The Washington Post reports that the Senate Intelligence Committee leaders from both parties advised federal prosecutors that witnesses, including member of the Trump family, gave misleading testimony in the committee’s investigation into Russia’s involvement in 2016 election tampering.
The republican and Democratic leaders of the Intel Committee delivered a letter to the US Attorney in the District of Columbia detailing concerns about testimony from Donald Trump, Jr., Jared Kushner, Steve Bannon, Erik Prince and Sam Clovis.
The letter, written in June 2019 by republican committee chairman Richard Burr and Democratic vice chairman Mark Warner, note that the testimony by those witnesses contradicted the statements by other witnesses and the individuals’ own public statements.

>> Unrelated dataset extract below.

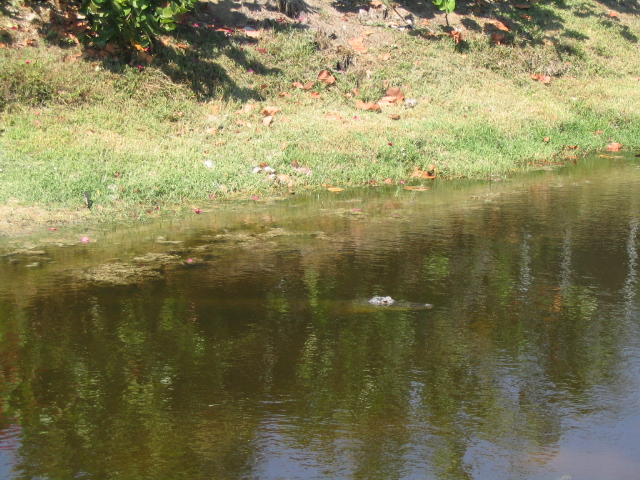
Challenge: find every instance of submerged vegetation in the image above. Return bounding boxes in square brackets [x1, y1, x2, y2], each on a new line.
[0, 0, 640, 223]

The existence of this letter precedes the release of the committee’s final volume of its own report on Russian interference in the 2016 election this week. The committee has been very clear in stating that the Russians interfered in the election to favor President Trump.
The letter refers the testimony of these individuals to the Department of Justice for further investigation, although it is unclear if the DoJ has taken or is currently undertaking any action on the referral.
The letter specifically points to Bannon’s and Prince’s testimony regarding a meeting Prince held with a Kremlin official in the Seychelles, saying that the pair’s accounts vary significantly from other testimony they had given specifically to the House Intelligence Committee and from others’ accounts.
It also questions the testimony from Trump Jr., Kushner, Manafort and former Trump communications director Hope Hicks, who were all involved in the meeting or the aftermath with Russians, including Kremlin agent Natalia Veselnitskaya, at Trump Tower in June 2016.
Their accounts vary from testimony given by Trump lawyer Michael Cohen and Trump campaign deputy chair Rick Gates, as well as public statements by Trump Jr. Junior had said in sworn Congressional investigators that he did not discuss the Russian meeting with his father, however both Gates and Cohen said they were in a meeting with both the father and son, where Junior told senior members of the campaign that he had a meeting scheduled to follow up on a lead about negative information about the Clinton Foundation.